Better Than Post-Mortems: The Meta Post-Mortem
Focusing Beyond Singular Incidents
Last month, I couldn’t disarm my alarm after a short trip because Amazon Webservices (AWS) was down. The outage swept through many households. Some folks couldn’t even sleep because their smart beds stopped working.
Cloudflare recently crashed half the internet. Many funny pictures followed, like:

The one thing you can be sure of after massive outages like this: there will be a Post-Mortem.
The goal of a Post-Mortem isn’t to assign blame, but to understand why the issue happened and come up with concrete actions to prevent it from happening in the future.
The default starting point of a Post-Mortem: everyone makes mistakes. The fact mistakes can happen isn’t the problem. It’s about reducing the chance of the mistake happening again.
A good example of this is the GitLab incident in 2017 where a developer accidentally dropped the production database.
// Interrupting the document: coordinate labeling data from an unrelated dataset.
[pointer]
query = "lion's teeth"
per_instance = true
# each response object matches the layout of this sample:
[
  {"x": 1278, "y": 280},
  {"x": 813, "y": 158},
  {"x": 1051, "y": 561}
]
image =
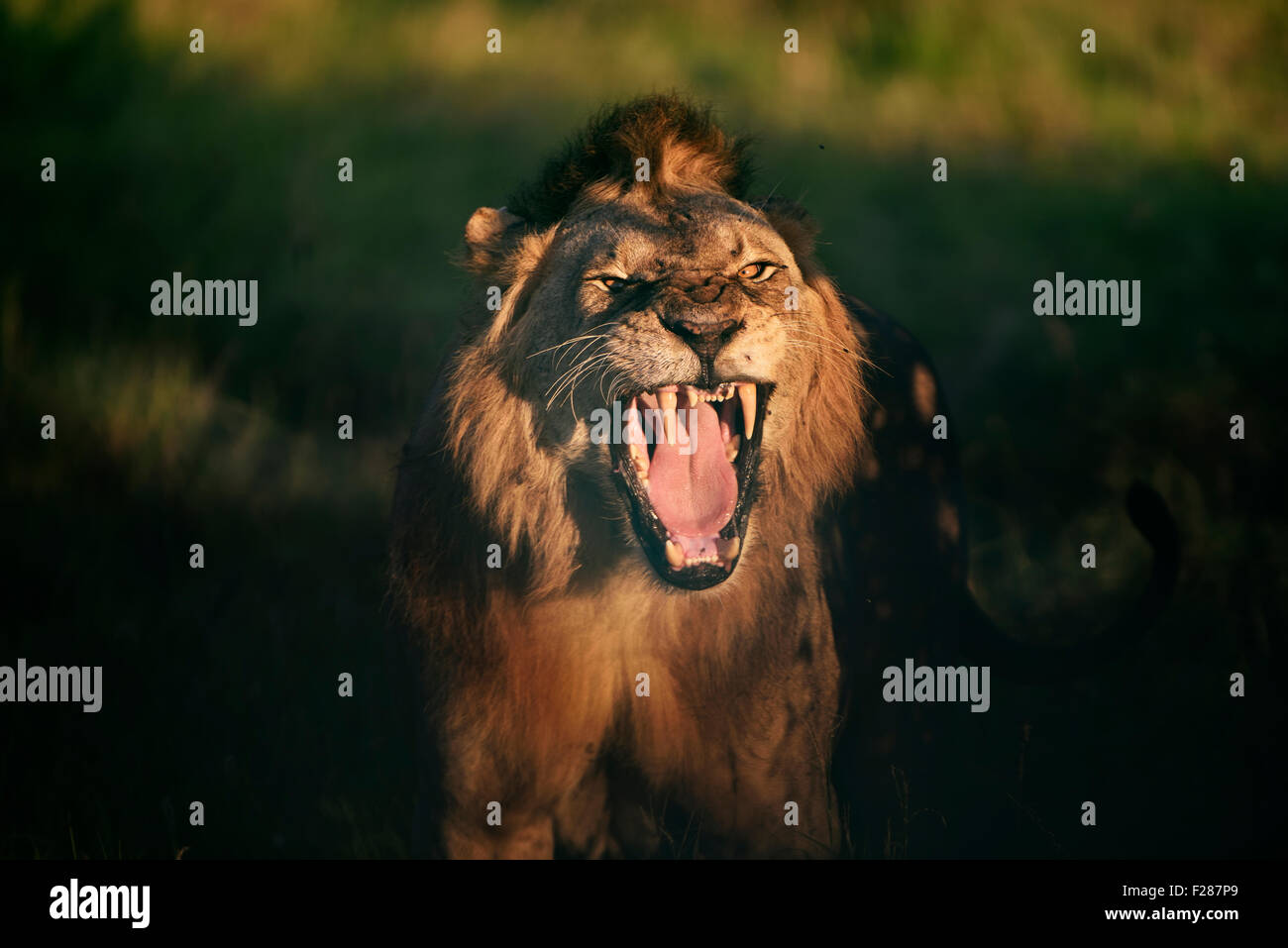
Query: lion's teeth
[
  {"x": 639, "y": 458},
  {"x": 669, "y": 399},
  {"x": 674, "y": 554},
  {"x": 747, "y": 395}
]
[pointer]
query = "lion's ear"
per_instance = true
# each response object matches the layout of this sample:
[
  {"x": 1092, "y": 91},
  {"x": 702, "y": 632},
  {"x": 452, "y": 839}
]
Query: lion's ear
[
  {"x": 488, "y": 233},
  {"x": 794, "y": 224}
]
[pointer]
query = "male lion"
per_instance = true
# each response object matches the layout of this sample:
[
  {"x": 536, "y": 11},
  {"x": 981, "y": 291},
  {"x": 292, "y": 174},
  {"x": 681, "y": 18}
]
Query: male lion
[{"x": 632, "y": 634}]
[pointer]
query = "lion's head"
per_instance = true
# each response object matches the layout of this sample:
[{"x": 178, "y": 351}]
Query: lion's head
[{"x": 661, "y": 366}]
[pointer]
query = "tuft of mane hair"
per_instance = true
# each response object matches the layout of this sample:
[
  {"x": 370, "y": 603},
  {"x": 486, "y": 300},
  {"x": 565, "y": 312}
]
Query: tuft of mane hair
[{"x": 683, "y": 143}]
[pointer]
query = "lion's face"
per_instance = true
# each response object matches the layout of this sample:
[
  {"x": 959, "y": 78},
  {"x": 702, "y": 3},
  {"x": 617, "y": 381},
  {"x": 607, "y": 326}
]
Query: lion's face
[{"x": 655, "y": 340}]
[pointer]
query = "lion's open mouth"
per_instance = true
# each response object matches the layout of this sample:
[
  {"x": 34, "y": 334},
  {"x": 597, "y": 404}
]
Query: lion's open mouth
[{"x": 687, "y": 467}]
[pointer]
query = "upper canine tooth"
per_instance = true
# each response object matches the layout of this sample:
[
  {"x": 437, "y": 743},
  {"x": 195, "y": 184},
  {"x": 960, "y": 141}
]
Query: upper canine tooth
[
  {"x": 669, "y": 399},
  {"x": 639, "y": 458},
  {"x": 674, "y": 554},
  {"x": 747, "y": 395}
]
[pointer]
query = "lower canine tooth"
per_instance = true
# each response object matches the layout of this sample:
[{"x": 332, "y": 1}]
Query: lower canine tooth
[
  {"x": 674, "y": 554},
  {"x": 747, "y": 395}
]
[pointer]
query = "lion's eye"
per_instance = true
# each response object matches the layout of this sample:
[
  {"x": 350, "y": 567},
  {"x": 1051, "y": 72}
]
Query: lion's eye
[{"x": 758, "y": 272}]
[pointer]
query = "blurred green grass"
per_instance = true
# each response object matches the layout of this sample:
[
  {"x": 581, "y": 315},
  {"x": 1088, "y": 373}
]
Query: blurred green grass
[{"x": 175, "y": 430}]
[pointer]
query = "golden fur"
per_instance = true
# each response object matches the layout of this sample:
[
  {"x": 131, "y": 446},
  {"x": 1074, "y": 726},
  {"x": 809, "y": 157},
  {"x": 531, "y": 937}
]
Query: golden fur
[{"x": 531, "y": 669}]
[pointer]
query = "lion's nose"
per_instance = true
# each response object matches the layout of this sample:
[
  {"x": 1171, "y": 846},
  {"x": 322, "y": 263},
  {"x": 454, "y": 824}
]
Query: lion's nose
[{"x": 703, "y": 334}]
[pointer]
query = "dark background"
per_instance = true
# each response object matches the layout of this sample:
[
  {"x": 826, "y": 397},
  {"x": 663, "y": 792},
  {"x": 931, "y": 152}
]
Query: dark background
[{"x": 220, "y": 685}]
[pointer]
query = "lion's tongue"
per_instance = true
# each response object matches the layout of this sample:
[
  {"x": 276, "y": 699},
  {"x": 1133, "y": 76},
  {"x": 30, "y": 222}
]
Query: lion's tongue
[{"x": 691, "y": 484}]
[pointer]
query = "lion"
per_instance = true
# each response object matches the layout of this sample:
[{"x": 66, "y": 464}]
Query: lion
[{"x": 627, "y": 543}]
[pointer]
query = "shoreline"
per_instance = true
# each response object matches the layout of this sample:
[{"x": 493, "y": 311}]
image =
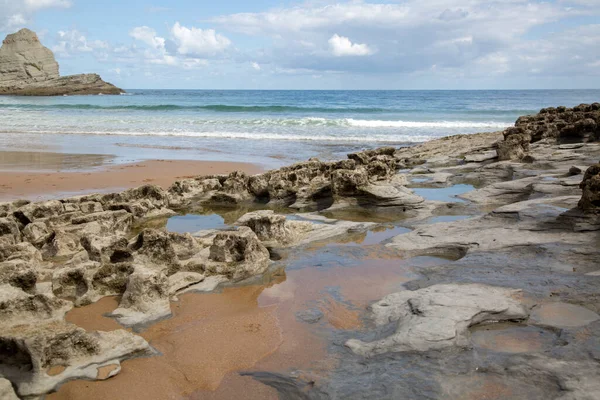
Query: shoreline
[{"x": 32, "y": 184}]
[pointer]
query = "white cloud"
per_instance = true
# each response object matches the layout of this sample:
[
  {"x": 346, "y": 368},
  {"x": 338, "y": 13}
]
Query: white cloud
[
  {"x": 482, "y": 36},
  {"x": 15, "y": 14},
  {"x": 148, "y": 36},
  {"x": 196, "y": 41},
  {"x": 342, "y": 46},
  {"x": 73, "y": 41}
]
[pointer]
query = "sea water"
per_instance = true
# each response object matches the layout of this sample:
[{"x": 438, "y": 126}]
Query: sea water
[{"x": 261, "y": 126}]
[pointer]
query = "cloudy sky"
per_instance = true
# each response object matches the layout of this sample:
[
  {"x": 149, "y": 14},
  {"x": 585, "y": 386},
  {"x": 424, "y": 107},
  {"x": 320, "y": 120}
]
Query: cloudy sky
[{"x": 286, "y": 44}]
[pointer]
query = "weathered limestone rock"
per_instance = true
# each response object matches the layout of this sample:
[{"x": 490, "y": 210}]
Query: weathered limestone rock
[
  {"x": 77, "y": 283},
  {"x": 28, "y": 68},
  {"x": 515, "y": 145},
  {"x": 23, "y": 58},
  {"x": 154, "y": 247},
  {"x": 438, "y": 316},
  {"x": 590, "y": 199},
  {"x": 37, "y": 233},
  {"x": 183, "y": 280},
  {"x": 61, "y": 244},
  {"x": 267, "y": 226},
  {"x": 560, "y": 125},
  {"x": 20, "y": 274},
  {"x": 107, "y": 222},
  {"x": 6, "y": 390},
  {"x": 33, "y": 211},
  {"x": 21, "y": 251},
  {"x": 146, "y": 298},
  {"x": 111, "y": 279},
  {"x": 237, "y": 254},
  {"x": 20, "y": 308},
  {"x": 9, "y": 231},
  {"x": 40, "y": 357},
  {"x": 108, "y": 249}
]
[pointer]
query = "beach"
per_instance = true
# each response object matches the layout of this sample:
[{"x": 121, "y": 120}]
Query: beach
[
  {"x": 43, "y": 176},
  {"x": 416, "y": 269}
]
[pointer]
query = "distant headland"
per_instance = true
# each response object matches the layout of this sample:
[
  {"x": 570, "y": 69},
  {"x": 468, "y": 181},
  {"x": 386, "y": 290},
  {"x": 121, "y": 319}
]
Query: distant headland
[{"x": 27, "y": 68}]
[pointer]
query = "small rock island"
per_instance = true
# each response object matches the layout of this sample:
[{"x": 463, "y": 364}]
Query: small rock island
[{"x": 27, "y": 68}]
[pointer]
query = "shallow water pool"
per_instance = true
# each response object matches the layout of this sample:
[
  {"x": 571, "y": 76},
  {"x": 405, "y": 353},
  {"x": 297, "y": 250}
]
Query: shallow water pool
[
  {"x": 447, "y": 194},
  {"x": 191, "y": 223}
]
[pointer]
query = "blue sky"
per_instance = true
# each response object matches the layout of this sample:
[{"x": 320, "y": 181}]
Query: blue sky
[{"x": 268, "y": 44}]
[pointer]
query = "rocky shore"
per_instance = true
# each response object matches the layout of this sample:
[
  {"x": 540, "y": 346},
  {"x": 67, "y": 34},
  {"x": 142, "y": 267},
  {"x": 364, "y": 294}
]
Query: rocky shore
[
  {"x": 523, "y": 257},
  {"x": 27, "y": 68}
]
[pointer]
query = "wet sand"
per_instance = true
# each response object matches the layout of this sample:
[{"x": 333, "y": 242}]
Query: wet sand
[
  {"x": 212, "y": 337},
  {"x": 49, "y": 177}
]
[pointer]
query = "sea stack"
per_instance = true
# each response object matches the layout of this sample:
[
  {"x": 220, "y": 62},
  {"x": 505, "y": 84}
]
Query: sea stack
[{"x": 27, "y": 68}]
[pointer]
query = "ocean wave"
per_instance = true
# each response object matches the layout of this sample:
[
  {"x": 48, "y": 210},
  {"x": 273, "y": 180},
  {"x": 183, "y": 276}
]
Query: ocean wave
[
  {"x": 424, "y": 124},
  {"x": 255, "y": 136},
  {"x": 211, "y": 107}
]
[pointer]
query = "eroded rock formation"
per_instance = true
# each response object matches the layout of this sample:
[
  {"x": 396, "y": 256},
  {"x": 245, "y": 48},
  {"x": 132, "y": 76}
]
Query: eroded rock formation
[
  {"x": 558, "y": 125},
  {"x": 29, "y": 68}
]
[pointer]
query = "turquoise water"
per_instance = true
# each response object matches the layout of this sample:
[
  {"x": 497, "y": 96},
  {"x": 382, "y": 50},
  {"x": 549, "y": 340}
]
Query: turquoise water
[{"x": 261, "y": 124}]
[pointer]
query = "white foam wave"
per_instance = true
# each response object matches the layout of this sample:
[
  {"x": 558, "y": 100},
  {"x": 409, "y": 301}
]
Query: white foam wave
[
  {"x": 256, "y": 136},
  {"x": 423, "y": 124}
]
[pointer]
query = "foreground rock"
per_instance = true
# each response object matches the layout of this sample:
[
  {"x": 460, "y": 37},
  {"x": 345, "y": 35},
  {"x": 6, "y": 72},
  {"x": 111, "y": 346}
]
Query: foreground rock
[
  {"x": 438, "y": 317},
  {"x": 40, "y": 351},
  {"x": 558, "y": 125},
  {"x": 27, "y": 68},
  {"x": 590, "y": 185}
]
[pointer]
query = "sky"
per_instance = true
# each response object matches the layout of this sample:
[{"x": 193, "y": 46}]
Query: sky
[{"x": 285, "y": 44}]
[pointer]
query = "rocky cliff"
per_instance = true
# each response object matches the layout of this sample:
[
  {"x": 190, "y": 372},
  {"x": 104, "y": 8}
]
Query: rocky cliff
[{"x": 28, "y": 68}]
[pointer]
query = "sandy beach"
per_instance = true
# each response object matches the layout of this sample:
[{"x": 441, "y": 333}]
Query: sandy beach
[{"x": 43, "y": 176}]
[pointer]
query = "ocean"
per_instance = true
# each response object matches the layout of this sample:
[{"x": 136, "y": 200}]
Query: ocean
[{"x": 268, "y": 127}]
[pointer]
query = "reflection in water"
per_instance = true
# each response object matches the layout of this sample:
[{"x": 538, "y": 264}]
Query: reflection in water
[
  {"x": 511, "y": 338},
  {"x": 447, "y": 194},
  {"x": 41, "y": 161},
  {"x": 255, "y": 327}
]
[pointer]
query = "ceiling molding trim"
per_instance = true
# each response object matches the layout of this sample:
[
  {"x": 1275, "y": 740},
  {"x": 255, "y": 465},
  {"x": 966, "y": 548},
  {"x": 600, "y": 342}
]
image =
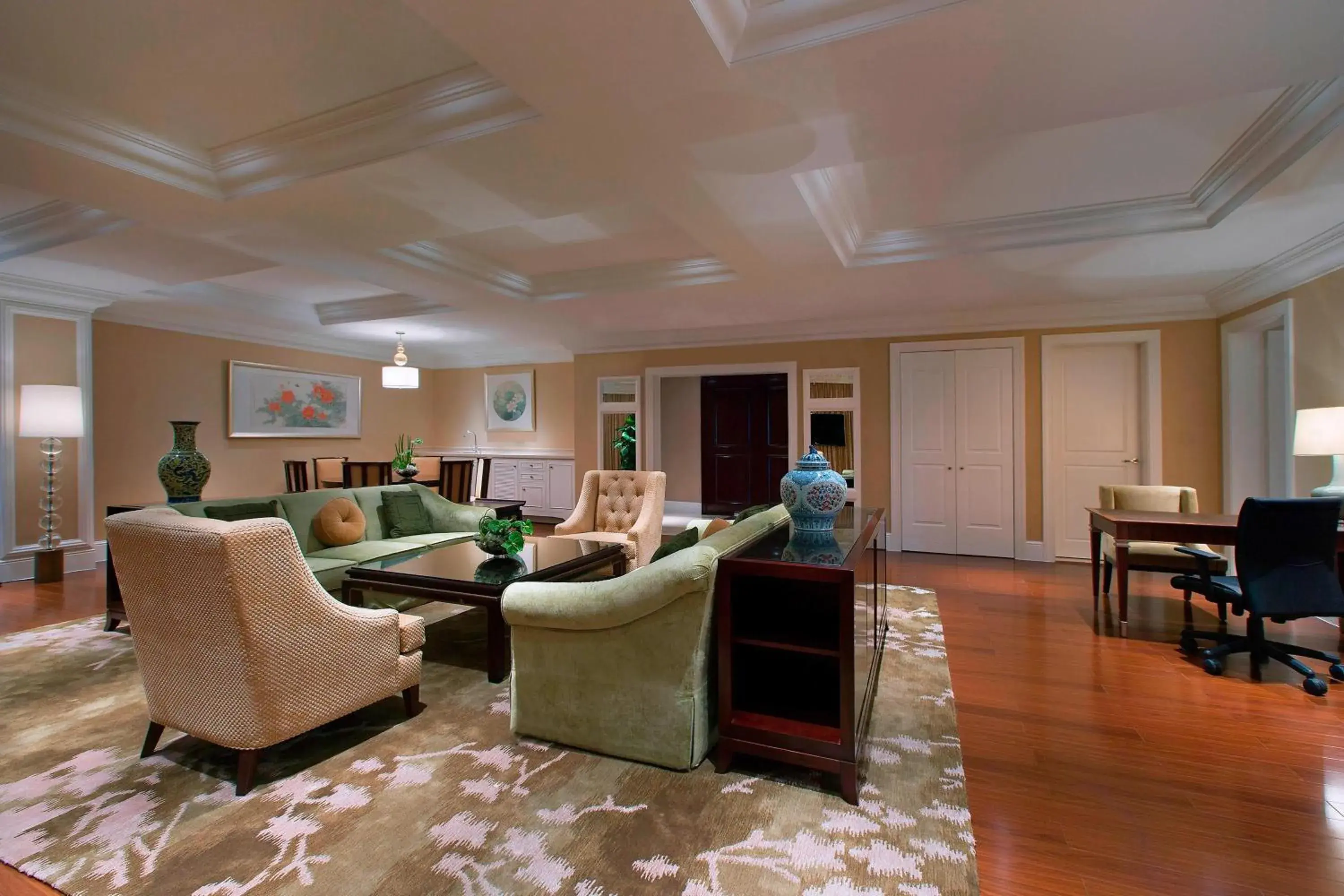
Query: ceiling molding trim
[
  {"x": 459, "y": 105},
  {"x": 33, "y": 115},
  {"x": 640, "y": 276},
  {"x": 988, "y": 320},
  {"x": 1287, "y": 131},
  {"x": 463, "y": 265},
  {"x": 558, "y": 285},
  {"x": 49, "y": 295},
  {"x": 50, "y": 225},
  {"x": 1315, "y": 258},
  {"x": 745, "y": 30},
  {"x": 377, "y": 308}
]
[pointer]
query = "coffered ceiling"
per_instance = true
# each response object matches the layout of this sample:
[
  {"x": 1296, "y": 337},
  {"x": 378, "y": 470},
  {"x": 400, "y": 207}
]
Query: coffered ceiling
[{"x": 515, "y": 182}]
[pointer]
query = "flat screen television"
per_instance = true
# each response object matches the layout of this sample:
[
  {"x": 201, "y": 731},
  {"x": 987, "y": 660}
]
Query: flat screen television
[{"x": 828, "y": 429}]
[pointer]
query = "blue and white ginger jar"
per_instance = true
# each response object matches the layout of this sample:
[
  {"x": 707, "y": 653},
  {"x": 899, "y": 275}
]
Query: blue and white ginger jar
[{"x": 814, "y": 493}]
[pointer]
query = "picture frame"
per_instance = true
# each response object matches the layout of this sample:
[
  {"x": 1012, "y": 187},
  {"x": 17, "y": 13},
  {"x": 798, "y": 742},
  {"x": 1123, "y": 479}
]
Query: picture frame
[
  {"x": 271, "y": 402},
  {"x": 511, "y": 402}
]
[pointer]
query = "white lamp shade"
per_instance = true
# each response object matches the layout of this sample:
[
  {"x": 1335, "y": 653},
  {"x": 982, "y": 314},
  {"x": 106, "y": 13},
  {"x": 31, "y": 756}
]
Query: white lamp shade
[
  {"x": 401, "y": 378},
  {"x": 50, "y": 412},
  {"x": 1319, "y": 432}
]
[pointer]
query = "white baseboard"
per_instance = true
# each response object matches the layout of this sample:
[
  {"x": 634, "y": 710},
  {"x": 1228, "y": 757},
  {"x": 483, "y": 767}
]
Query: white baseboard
[
  {"x": 1033, "y": 551},
  {"x": 77, "y": 560}
]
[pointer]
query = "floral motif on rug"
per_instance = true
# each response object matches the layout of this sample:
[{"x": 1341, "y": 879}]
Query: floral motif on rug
[{"x": 452, "y": 802}]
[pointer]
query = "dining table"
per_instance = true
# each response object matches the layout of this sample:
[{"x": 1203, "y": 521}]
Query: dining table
[{"x": 1163, "y": 526}]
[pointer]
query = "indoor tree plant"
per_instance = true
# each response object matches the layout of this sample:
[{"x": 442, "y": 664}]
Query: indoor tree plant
[
  {"x": 404, "y": 454},
  {"x": 502, "y": 538}
]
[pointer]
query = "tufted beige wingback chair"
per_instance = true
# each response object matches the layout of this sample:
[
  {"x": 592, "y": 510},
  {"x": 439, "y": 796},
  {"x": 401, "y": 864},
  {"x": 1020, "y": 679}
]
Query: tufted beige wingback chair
[
  {"x": 621, "y": 507},
  {"x": 236, "y": 641}
]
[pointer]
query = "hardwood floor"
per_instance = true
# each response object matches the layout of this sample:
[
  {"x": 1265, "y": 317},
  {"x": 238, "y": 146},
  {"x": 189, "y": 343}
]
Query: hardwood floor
[{"x": 1096, "y": 766}]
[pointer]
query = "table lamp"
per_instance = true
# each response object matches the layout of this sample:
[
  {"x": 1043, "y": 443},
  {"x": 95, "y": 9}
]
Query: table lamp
[
  {"x": 1320, "y": 433},
  {"x": 50, "y": 413}
]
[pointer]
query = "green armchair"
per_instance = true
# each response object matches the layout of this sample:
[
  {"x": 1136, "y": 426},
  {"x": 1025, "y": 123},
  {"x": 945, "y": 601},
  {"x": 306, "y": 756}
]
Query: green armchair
[{"x": 621, "y": 667}]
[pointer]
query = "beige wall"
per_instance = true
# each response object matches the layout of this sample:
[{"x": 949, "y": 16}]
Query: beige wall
[
  {"x": 46, "y": 353},
  {"x": 144, "y": 378},
  {"x": 460, "y": 406},
  {"x": 681, "y": 436},
  {"x": 1191, "y": 400},
  {"x": 1318, "y": 358}
]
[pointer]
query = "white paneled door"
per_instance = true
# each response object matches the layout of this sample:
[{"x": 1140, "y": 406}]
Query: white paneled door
[
  {"x": 956, "y": 452},
  {"x": 984, "y": 453},
  {"x": 929, "y": 452},
  {"x": 1096, "y": 435}
]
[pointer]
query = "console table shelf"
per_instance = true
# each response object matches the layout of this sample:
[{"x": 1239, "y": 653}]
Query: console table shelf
[{"x": 800, "y": 625}]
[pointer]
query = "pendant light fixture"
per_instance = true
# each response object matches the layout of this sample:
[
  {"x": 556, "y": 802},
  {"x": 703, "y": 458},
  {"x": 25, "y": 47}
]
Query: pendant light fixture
[{"x": 401, "y": 377}]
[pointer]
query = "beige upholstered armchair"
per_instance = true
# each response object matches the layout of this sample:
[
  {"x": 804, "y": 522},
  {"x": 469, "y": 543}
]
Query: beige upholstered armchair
[
  {"x": 237, "y": 642},
  {"x": 1154, "y": 556},
  {"x": 621, "y": 507}
]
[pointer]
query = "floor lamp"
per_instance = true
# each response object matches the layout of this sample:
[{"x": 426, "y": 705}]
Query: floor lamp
[{"x": 50, "y": 413}]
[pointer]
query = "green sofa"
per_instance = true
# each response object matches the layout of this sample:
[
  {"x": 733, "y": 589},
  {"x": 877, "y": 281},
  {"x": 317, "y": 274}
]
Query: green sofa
[
  {"x": 623, "y": 667},
  {"x": 452, "y": 523}
]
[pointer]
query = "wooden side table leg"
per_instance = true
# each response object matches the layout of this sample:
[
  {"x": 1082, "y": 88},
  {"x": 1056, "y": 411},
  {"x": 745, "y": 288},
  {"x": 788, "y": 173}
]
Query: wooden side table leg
[
  {"x": 1123, "y": 585},
  {"x": 496, "y": 645},
  {"x": 1094, "y": 536}
]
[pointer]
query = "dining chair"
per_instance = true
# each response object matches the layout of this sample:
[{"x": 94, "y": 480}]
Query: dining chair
[
  {"x": 456, "y": 482},
  {"x": 296, "y": 476},
  {"x": 327, "y": 472},
  {"x": 359, "y": 473}
]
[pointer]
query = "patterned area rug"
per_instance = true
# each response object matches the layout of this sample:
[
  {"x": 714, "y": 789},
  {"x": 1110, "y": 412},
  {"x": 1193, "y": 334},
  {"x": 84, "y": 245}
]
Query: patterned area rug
[{"x": 451, "y": 802}]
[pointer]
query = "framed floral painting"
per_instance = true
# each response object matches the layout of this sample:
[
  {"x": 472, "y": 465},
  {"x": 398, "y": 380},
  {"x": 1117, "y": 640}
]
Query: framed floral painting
[
  {"x": 510, "y": 404},
  {"x": 279, "y": 402}
]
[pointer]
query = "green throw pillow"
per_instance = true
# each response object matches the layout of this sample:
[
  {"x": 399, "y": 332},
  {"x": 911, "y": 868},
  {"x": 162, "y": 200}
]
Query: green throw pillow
[
  {"x": 405, "y": 515},
  {"x": 678, "y": 543},
  {"x": 750, "y": 512},
  {"x": 237, "y": 512}
]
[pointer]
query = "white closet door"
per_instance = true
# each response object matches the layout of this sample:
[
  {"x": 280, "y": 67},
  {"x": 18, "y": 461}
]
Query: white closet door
[
  {"x": 1096, "y": 435},
  {"x": 984, "y": 453},
  {"x": 929, "y": 452}
]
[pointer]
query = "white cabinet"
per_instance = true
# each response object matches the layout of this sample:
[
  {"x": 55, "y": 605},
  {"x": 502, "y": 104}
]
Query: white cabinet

The developer in question wasn’t fired. They did publish a post-mortem with mitigations on how they can prevent it from happening in the future.
Post-Mortems are incredibly valuable. But I’m going to argue many companies running Post-Mortems are missing out on something that can be even more valuable: Meta Post-Mortems.
The Benefit of Meta Post-Mortems
The problem with Post-Mortems is that they are usually isolated to the single incident you’ve just experienced.
Here is a simple visualization from Atlassian:

You’re trying to prevent that specific incident from happening again in the future by discovering the root causes that allowed it to happen.
Then you come up with mitigations to prevent from happening again in the future. But don’t be fooled: it all revolves around the original incident.
The problem with this approach, is that you’re unlikely to discover the deeper problems that allowed the incident to happen in the first place. Of course, we try to do that by keeping asking why, but let’s be honest many teams settle for surface-level mitigations.
Every production incident not only says something about the situation, but may also say something about your organization.
Imagine you’re in any any of the following situations:
One of the teams in the company frequently has post-mortems for incidents.
A company frequently has post-mortems across many different teams.
If either of these two situations apply, it’s a good idea to run a Meta Post-Mortem (MPM).
What’s a Meta Post-Mortem (MPM)?
In a Meta Post-Mortem, you’re not concerned with the specifics of the incidents. You’re simply using the past high-quality information of those incidents to potentially address systemic issues greater than any individual incident.
A Meta Post-Mortem focuses on uncovering the deeper problems and issues that allowed those production incidents to happen.
All those Post-Mortems are a treasure trove of high-quality content that potentially contain lots of systemic issues that are waiting to be addressed.
By looking through the lens of the Meta Post-Mortem (MPM), you can effectively look at the quality issues that you must address in your organization that go beyond any single team or single incident. You can even use AI to help speed up this process.
In short, if you see many Post-Mortems happening, it may be time to make it more reflective and meta, by running a Meta Post-Mortem. You can then uncovered deeper issues, like:
Teams working on too many different things at the same time
Too much technical debt
Not enough expertise present in the teams
Poor collaboration between teams
There are a gazillion possible reasons why you’re having too many production incidents. The beauty of the Meta Post-Mortem you can use it to look at all those incidents and go beyond the surface-level issues to discover the much deeper systemic issues that fester in your company.
In short, the next time you’re running yet another Post-Mortem, try to run a Meta Post-Mortem instead and make a much bigger impact beyond any single incident.
A single incident is a problem. Many incidents are a pattern and should trigger a Meta Post-Mortem.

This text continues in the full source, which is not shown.